Мать, стоявшая у окна, метнулась к постели:

– Сыночек! Неужели Господь сжалился над нами?!

Врач, из немцев, явившийся после полудня, сказал, удовлетворенно потирая руки:

– Могу сказать совершенно точно, что теперь он не умрет. Обо всем же остальном известно только Богу.

“Остальное” – были неподвижные ноги, закованные в лубки и настойка опия, ставшая более необходимой, чем воздух.

Лишь только действие лекарства ослабевало, боль в ногах возвращалась с неистовой силой и тогда ни мать, ни Харитон, слуга, перешедший к Сергею после смерти отца, не могли удержать несчастного страдальца, мечущегося в постели.

– Сереженька, потерпи, голубчик, – со слезами уговаривала мать, – доктор сказал, больше нельзя.

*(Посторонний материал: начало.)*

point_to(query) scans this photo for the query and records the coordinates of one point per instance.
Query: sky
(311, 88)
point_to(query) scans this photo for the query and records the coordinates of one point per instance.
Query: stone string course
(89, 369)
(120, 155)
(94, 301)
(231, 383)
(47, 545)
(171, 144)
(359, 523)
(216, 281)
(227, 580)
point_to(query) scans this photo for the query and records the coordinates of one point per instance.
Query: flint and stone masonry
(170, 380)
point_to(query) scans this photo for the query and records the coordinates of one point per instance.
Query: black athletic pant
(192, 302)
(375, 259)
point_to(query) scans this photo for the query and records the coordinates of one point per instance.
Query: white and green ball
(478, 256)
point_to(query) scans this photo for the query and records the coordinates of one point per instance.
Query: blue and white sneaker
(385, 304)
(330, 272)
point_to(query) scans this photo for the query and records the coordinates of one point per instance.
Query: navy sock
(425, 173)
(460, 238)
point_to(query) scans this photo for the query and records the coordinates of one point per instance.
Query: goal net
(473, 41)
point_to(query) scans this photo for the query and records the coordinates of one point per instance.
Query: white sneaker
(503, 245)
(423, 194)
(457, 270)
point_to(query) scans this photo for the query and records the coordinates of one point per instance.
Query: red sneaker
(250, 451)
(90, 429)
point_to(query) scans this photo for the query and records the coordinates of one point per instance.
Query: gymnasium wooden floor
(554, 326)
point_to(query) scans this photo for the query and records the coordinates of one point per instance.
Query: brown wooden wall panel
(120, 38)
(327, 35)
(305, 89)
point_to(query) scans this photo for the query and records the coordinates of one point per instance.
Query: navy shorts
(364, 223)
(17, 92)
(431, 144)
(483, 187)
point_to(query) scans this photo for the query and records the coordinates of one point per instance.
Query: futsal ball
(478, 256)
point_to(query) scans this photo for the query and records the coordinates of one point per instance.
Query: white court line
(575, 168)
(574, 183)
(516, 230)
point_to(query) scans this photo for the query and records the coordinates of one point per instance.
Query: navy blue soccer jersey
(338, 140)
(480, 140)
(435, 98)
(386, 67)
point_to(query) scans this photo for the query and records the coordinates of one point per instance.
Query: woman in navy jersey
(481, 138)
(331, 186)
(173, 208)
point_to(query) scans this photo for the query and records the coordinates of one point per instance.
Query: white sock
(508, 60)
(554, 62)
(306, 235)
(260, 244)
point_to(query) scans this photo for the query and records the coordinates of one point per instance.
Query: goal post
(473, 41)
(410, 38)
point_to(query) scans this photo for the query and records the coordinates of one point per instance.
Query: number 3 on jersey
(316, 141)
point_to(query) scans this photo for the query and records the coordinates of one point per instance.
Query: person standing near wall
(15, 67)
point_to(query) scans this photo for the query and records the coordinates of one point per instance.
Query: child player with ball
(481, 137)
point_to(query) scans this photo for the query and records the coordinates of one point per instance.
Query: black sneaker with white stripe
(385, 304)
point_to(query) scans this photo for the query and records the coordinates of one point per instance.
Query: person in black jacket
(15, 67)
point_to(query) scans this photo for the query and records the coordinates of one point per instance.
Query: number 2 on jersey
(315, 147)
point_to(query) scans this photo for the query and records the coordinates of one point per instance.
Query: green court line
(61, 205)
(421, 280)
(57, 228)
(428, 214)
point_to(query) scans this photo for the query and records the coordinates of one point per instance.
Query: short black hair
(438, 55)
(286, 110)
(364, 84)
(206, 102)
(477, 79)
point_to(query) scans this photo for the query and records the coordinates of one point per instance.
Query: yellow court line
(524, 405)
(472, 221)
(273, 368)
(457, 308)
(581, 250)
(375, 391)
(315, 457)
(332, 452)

– Тогда дай водки! – хрипел он сквозь стиснутые зубы.

И мать не выдерживала. Глотая слезы, протягивала ему заветную чашечку.

Так продолжалось довольно долго. Сначала, в своем полусонном забытьи, Сергей только отмечал присутствие той самой девушки. Он не спрашивал о ней, а лишь лениво провожал взглядом из-под неплотно прикрытых век. Потом он ждал ее, и каждый раз со все большим нетерпением. Ее появление всякий раз совпадало с избавлением от мук. Боль, тревога, страхи отступали, оставалась лишь эта волшебная фея и ощущение безграничного блаженства. Ему казалось, что она, как некое сказочное существо, легко парит по горнице, распространяя вокруг себя радужное сияние. Все восторженные юношеские мечты Сергея о любви отразились в охватившем его чувстве. “Я обожаю тебя, мой ангел!” – пело его сердце, утопая, захлебываясь в счастье. Если кому-нибудь случалось пройти мимо и заслонить собой сладкое видение, он вскидывался и пытался оттолкнуть преграду. “Моя! – кричало что-то в его душе. – Никому не отдам!”

Когда он в следующий раз окончательно проснулся, в комнате не было никого, кроме него и барышни.

– Ваша матушка уехала в Павино, и Харитон с нею, – сообщила она, присаживаясь в кресло, стоявшее у постели. – Воротятся не ранее среды. Михаил Матвеич в Москве. Ожидаем к Благовещенью.

– Так что ж это, никого нет дома? – Разочарованно проворчал он. Бутылка с настойкой и чашечка стояли на чайном столике у окна, куда добраться у него не было никакой возможности.

– Отчего же, сударь! Я есть. – Улыбнулась она. – А привести себя в порядок вам поможет Степан, камердинер графа.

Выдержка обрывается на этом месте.